(Continuing a discussion from
https://twitter.com/cocoaphony/status/729712476451971073\.\)
The current recommendation for converting from lazy to strict is with an
Array constructor:
Array(xs.lazy.<chain>)
Because the Array constructor accesses count and then iterates over the
sequence, this generally means that the entire chain is evaluated twice.
This is a surprising result. See
Why `double` is called 5 times and `filter` is called 4 times? Shouldn't they be called same amount of times? Shouldn't they both be called only twice as I have 2-element array? · GitHub for an
example.
While it is reasonable to argue that a map/filter chain should be pure, it
is much more surprising to require that it be cheap (a common use for lazy
is to avoid calling expensive operations that might not be needed). This
can be a particular issue if network fetches (even idempotent ones) are
included in the chain.
As Joe Groff notes, this is fixable with Array(AnySequence(xs.lazy....)),
but that is very undiscoverable and dependent on knowing the implementation
details of Array.init.
I believe the root cause of this is that LazyFilterCollection is not a
proper Collection. It violates the performance requirements.

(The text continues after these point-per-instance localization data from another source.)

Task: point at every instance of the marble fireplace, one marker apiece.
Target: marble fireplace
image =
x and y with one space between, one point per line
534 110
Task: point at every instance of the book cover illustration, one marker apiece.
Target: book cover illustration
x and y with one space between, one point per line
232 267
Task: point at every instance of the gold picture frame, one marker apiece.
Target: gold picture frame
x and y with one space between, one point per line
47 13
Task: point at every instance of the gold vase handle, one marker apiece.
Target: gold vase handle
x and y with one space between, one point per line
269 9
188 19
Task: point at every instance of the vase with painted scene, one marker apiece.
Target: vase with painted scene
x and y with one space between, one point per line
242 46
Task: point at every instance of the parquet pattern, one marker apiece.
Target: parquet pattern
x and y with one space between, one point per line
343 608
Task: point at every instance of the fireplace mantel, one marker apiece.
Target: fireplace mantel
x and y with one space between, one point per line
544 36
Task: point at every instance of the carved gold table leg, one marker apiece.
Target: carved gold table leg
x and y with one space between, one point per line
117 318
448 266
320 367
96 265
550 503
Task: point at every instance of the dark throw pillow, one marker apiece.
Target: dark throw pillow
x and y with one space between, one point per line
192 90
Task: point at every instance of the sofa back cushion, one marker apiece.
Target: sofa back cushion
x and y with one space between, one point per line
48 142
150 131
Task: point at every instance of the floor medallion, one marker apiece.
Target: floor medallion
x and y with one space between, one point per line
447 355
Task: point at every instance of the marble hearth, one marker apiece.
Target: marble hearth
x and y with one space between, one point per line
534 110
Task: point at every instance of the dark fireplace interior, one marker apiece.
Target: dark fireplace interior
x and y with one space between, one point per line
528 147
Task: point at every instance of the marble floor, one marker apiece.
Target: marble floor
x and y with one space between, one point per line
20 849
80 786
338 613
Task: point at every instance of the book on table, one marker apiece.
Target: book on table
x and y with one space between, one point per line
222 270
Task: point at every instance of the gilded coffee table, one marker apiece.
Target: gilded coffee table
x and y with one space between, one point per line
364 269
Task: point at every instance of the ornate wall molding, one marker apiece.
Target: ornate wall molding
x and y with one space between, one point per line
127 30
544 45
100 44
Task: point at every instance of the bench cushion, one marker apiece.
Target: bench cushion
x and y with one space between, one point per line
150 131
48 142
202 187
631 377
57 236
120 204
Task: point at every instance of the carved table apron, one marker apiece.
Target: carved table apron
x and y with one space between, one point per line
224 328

CollectionType.count requires O(1) access if Index is a
RandomAccessIndexType. LazyFilterCollection.count is always at least O(N).
LFC also breaks several other O(1) performance requirements (endIndex for
instance). This breaks the performance promises of anything that operates
on a generic collection and receives an LFC. The problem here isn't
Array.init. It's doing everything right. The problem is that LFC doesn't
uphold its side of the bargain.
There are many ways and reasons that lazy filter chains are constructed. I
don't think there's any way for the stdlib to guess the best performance
trade-off for all of them, and optimizing for one breaks others. Given
that, I think it should stick to the documented performance promises. Since
LazyFilterCollection cannot meet the requirements of a Collection (even in
simple cases), a lazy filter must return a LazySequence. This breaks
pre-allocation optimizations, but allows reasoning about the performance in
ways that is not currently possible. We should keep our promises.
While not beautiful, it is possible to recover pre-allocation optimization
in a generic way by adding an initialCapacity option to
Array.init<SequenceType>. This would allow the caller to provide the best
initial allocation in cases where that is externally known, or worth an
explicit counting.
-Rob